ClassPass is an American company operating a subscription platform for fitness, wellness, lifestyle experiences, and more. Founded in 2013, it was acquired by Mindbody Inc in 2021. In June 2025, Playlist was created as a parent brand, uniting ClassPass with Mindbody & Booker under a single identity.

==History==
The company was founded by Payal Kadakia and Sanjiv Sanghavi as Classivity in 2010. In 2012, the company launched Passport, allowing users to try one fitness class at a new studio. The company expanded its product to a subscription. The company brought on Mary Biggins to help build the new company, and ClassPass was developed in June 2013. In January 2014, Classtivity was rebranded as ClassPass.

Sanghavi left in January 2014. The same year, ClassPass acquired FitMob. An earlier version of the company's product was intended to sell a better registration system to fitness studios but this did not receive much interest.

In March 2017, Payal Kadakia swapped roles with Fritz Lanman, with Lanman becoming CEO and Kadakia becoming Executive Chairman. In August 2017, the company announced an expansion to New Orleans, Pittsburgh, San Antonio, Cincinnati, Calgary, Honolulu, Indianapolis, Milwaukee, Riverside, California, and Salt Lake City. In March 2018, ClassPass began offering live-streamed fitness classes.

In January 2019, ClassPass acquired Guavapass. Later that year, in October, Classpass acquired Swedish competitor Fitness Collection. Chilean-based MuvPass and ClickyPass, based in Argentina, were acquired in early 2020.

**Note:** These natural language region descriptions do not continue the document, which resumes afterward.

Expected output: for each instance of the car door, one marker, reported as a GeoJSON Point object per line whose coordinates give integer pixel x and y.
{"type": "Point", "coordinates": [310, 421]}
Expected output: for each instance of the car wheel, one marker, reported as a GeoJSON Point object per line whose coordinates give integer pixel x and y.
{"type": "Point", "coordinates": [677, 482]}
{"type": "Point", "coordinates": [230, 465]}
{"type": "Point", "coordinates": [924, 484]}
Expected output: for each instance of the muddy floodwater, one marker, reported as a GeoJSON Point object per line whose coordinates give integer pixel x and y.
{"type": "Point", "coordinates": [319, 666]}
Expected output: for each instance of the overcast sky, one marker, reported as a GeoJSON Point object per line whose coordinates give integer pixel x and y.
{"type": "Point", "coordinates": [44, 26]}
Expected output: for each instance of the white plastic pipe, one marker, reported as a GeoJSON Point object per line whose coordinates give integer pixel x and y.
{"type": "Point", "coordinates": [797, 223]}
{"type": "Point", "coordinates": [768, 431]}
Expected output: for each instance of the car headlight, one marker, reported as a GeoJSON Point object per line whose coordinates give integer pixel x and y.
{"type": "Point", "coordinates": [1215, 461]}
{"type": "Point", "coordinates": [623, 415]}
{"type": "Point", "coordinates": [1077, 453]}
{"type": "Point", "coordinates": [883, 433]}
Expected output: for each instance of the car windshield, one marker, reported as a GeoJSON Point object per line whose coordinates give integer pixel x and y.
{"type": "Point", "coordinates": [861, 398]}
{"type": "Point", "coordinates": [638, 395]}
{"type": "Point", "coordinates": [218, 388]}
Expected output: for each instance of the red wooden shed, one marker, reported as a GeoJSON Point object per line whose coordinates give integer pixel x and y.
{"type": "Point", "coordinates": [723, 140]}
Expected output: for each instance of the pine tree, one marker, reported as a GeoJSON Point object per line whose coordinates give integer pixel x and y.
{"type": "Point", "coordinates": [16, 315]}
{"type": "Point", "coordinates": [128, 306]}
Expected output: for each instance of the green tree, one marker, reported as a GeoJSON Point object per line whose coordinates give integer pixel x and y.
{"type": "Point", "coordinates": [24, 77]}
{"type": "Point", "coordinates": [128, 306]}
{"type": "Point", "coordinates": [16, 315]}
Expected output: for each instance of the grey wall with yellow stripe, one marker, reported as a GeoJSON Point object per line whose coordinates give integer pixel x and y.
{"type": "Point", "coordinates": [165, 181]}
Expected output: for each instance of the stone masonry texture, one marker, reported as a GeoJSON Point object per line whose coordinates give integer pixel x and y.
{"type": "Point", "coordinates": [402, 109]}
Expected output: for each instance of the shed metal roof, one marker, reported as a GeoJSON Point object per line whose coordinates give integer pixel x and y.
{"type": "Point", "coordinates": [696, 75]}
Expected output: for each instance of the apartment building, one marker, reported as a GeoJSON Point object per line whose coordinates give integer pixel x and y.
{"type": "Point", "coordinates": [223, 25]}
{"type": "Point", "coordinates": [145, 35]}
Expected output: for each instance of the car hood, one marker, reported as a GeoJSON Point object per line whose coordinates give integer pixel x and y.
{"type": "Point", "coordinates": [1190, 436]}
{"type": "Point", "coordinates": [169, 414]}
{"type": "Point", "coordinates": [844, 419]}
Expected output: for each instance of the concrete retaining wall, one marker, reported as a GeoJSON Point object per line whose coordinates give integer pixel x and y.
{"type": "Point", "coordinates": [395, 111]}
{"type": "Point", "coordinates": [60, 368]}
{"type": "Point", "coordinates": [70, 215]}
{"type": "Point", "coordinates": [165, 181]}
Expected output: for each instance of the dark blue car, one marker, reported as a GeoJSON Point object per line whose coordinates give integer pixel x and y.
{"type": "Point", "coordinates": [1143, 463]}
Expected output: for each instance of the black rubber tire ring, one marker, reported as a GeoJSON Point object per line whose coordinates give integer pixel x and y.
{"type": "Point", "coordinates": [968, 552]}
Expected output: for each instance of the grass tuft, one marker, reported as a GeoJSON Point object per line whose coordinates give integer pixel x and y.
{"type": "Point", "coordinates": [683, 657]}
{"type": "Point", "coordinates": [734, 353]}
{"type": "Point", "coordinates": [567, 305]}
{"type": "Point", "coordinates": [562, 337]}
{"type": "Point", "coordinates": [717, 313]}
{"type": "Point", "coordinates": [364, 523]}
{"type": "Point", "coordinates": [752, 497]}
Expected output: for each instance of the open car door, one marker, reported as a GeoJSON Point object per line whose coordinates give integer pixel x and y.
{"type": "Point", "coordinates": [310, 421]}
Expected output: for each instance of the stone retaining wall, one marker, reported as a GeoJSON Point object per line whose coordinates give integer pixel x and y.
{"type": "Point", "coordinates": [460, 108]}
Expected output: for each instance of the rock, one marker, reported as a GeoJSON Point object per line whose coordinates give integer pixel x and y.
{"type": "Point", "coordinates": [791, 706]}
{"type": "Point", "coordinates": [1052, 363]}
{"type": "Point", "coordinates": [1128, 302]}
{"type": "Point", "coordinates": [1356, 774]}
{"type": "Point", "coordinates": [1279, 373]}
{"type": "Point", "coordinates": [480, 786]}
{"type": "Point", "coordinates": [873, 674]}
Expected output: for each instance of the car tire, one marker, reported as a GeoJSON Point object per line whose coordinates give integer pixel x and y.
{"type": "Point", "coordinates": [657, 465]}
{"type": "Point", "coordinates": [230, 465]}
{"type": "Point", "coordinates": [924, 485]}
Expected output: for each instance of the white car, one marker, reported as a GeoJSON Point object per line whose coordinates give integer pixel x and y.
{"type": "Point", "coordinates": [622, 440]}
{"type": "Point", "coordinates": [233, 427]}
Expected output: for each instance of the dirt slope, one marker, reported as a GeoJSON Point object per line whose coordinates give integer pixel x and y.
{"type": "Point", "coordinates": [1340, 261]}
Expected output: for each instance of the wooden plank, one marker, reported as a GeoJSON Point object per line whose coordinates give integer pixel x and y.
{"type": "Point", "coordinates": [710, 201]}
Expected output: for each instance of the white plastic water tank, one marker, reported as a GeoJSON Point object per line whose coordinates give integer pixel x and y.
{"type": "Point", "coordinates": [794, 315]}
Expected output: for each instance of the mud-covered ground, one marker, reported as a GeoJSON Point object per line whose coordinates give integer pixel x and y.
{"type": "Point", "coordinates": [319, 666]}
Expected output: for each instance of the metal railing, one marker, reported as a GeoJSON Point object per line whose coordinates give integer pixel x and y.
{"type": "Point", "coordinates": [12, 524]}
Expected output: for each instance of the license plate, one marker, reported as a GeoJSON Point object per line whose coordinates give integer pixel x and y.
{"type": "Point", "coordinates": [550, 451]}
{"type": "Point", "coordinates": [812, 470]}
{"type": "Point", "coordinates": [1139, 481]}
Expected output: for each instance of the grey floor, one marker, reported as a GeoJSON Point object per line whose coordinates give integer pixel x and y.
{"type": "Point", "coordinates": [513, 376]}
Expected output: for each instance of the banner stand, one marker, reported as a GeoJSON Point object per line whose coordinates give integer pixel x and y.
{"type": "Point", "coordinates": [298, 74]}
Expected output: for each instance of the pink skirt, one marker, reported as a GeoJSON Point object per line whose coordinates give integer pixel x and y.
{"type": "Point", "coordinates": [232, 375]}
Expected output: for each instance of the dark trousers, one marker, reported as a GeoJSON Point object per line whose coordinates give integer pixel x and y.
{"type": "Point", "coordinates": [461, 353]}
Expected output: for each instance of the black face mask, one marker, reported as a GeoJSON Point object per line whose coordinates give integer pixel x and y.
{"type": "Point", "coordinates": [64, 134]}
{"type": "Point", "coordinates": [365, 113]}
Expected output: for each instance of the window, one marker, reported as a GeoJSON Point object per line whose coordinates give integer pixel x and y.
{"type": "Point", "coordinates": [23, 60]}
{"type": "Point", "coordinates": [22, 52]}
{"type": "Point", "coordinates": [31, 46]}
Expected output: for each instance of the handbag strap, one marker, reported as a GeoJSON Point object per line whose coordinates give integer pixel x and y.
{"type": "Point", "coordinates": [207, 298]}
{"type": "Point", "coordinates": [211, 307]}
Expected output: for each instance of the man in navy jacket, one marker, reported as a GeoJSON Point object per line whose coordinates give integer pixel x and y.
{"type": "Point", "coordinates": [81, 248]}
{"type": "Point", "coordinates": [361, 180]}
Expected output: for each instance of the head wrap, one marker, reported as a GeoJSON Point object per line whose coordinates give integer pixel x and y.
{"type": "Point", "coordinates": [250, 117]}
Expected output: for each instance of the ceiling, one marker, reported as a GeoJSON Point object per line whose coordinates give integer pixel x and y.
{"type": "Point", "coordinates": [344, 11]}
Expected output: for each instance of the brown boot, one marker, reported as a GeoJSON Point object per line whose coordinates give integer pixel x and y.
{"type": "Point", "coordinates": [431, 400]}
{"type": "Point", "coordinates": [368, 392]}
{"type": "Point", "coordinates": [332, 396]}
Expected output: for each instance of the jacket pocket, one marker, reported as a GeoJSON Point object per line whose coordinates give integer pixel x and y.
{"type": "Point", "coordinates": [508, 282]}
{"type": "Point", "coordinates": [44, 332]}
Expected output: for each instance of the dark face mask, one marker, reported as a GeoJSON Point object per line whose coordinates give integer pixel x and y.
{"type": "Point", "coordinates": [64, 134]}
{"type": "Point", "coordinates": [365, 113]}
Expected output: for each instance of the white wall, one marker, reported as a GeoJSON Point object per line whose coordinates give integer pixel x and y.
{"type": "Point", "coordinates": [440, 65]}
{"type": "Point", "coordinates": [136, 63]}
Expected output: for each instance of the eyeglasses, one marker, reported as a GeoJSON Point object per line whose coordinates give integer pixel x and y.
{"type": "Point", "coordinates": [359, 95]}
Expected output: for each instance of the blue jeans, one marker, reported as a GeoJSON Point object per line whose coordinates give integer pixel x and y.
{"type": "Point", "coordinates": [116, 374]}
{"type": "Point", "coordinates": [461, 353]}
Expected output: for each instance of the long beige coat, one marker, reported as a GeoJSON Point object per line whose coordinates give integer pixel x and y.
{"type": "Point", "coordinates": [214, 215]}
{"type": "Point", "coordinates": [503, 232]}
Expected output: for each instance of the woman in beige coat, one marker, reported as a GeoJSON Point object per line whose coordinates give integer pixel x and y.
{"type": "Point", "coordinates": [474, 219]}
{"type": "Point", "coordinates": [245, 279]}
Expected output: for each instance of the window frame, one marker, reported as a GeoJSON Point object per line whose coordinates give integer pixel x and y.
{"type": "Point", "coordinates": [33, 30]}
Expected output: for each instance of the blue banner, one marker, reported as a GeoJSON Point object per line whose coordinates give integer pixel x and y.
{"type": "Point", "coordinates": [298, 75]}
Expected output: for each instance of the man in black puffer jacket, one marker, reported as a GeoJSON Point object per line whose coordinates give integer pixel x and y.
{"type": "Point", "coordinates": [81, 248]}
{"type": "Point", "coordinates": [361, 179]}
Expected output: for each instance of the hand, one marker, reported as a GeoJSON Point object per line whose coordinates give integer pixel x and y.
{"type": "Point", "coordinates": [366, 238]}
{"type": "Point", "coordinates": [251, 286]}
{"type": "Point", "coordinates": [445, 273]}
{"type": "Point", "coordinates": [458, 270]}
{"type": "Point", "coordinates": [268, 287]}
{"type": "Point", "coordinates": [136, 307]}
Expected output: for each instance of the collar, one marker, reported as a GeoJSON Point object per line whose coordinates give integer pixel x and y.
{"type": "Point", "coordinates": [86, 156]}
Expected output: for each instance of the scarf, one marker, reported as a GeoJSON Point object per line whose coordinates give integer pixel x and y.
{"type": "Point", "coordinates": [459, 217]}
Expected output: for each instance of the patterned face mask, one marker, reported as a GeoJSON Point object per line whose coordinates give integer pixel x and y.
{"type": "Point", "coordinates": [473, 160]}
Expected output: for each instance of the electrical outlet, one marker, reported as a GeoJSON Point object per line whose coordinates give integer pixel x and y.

ClassPass was acquired by Mindbody Inc in 2021.

In 2024, the company added food and beverage partners, allowing users to spend credits at participating cafes.

==Financing==
ClassPass received seed funding of $2 million in March 2014, then attracted $12 million in Series A round funding from entrepreneur Fritz Lanman in September 2014. In 2015, it received $40 million of Series B funding from General Catalyst and Thrive Capital. The company was valued as over $200 million. Classpass received an additional $30 million of funding in November 2015 led by Google Ventures. ClassPass announced a $70 million Series C led by Temasek Holdings in May 2017 that valued the company at $470 million. In July 2018, it raised US$85M in financing led by Temasek to expand into Asia. In January 2020, it raised $285 million in funding at a $1 billion valuation. In October 2021, the company was acquired by Mindbody Inc.

==Criticism==
ClassPass has been criticized for undercutting the business model of the health clubs that it relies on, with a 2015 article in The New York Times describing it as a "middleman" between consumers and health clubs, and arguing that a "power imbalance" exists between the health clubs' owners and ClassPass which mirrors the relationship with other digital intermediary services such as Amazon.com and Uber. The service has accounted for lower margins at some gyms where owners limit the number of members "to prevent being cannibalized".

In May 2025, ClassPass disclosed data in an article with Athletech News to prove their incremental value to partners in the industry.